Block IPv6 egress in your firewall — on macOS/Linux use pf or ip6tables; on routers with OpenWrt or pfSense drop all outbound IPv6 while your VPN is up.

Frequently Asked Questions

What is an IPv6 leak?

An IPv6 leak happens when your browser sends traffic over IPv6 while your VPN or proxy only tunnels IPv4. Websites that support IPv6 can then see your real public IPv6 address, bypassing the VPN entirely and linking your traffic back to your home or mobile connection.

How does this tool detect an IPv6 leak?

The tool makes two requests from your browser: one to an IPv4-only endpoint and one to a dual-stack endpoint that prefers IPv6 when available.

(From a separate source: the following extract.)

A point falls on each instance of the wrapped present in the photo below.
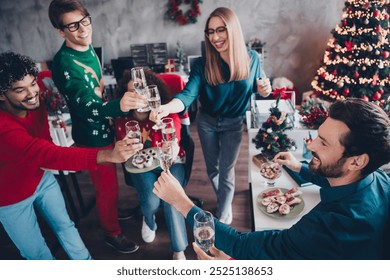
(170, 67)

If both return an address, and the second one is an IPv6 address, your browser is reachable on both stacks and any IPv4-only VPN is leaking IPv6.

Why is an IPv6 leak dangerous if I use a VPN?

Most consumer VPNs historically only carry IPv4 traffic. If your operating system has IPv6 enabled and your ISP offers native IPv6, every IPv6-capable website (Google, YouTube, Facebook, Netflix, Cloudflare) sees your real IPv6 address even while you think the VPN is protecting you. That address is often a /64 assigned to a single household.

How do I fix an IPv6 leak?

You have three options. First, pick a VPN that either tunnels IPv6 natively or blocks IPv6 traffic at the system level. Second, disable IPv6 in your operating system (Settings → Network on macOS, Adapter settings on Windows, or add `net.ipv6.conf.all.disable_ipv6=1` on Linux). Third, block IPv6 egress in your firewall. After any change, re-run this test to confirm the leak is gone.

Does the test mean my VPN is broken if both probes return an address?

Not necessarily. If both addresses are the same IPv4 address (your VPN exit node), the dual-stack probe simply fell back to IPv4 and there is no leak. A leak specifically means the dual-stack probe returned an IPv6 address. If you see two different IPv4 addresses, that is a different problem — usually split tunneling or a misconfigured proxy.

Why did both probes fail?

The most common reason is an aggressive content blocker or tracker blocker stopping the fetch call to the ipify endpoints. Other causes include a captive portal or a network that blocks outbound HTTPS to third-party IP-echo services. Try pausing blockers for this page and retry.

Is this test private?

Your IP is sent only to the public ipify endpoints (api.ipify.org and api64.ipify.org) that echo it back. Browser Inspector does not log, store, or share your IP. The test runs entirely in your browser.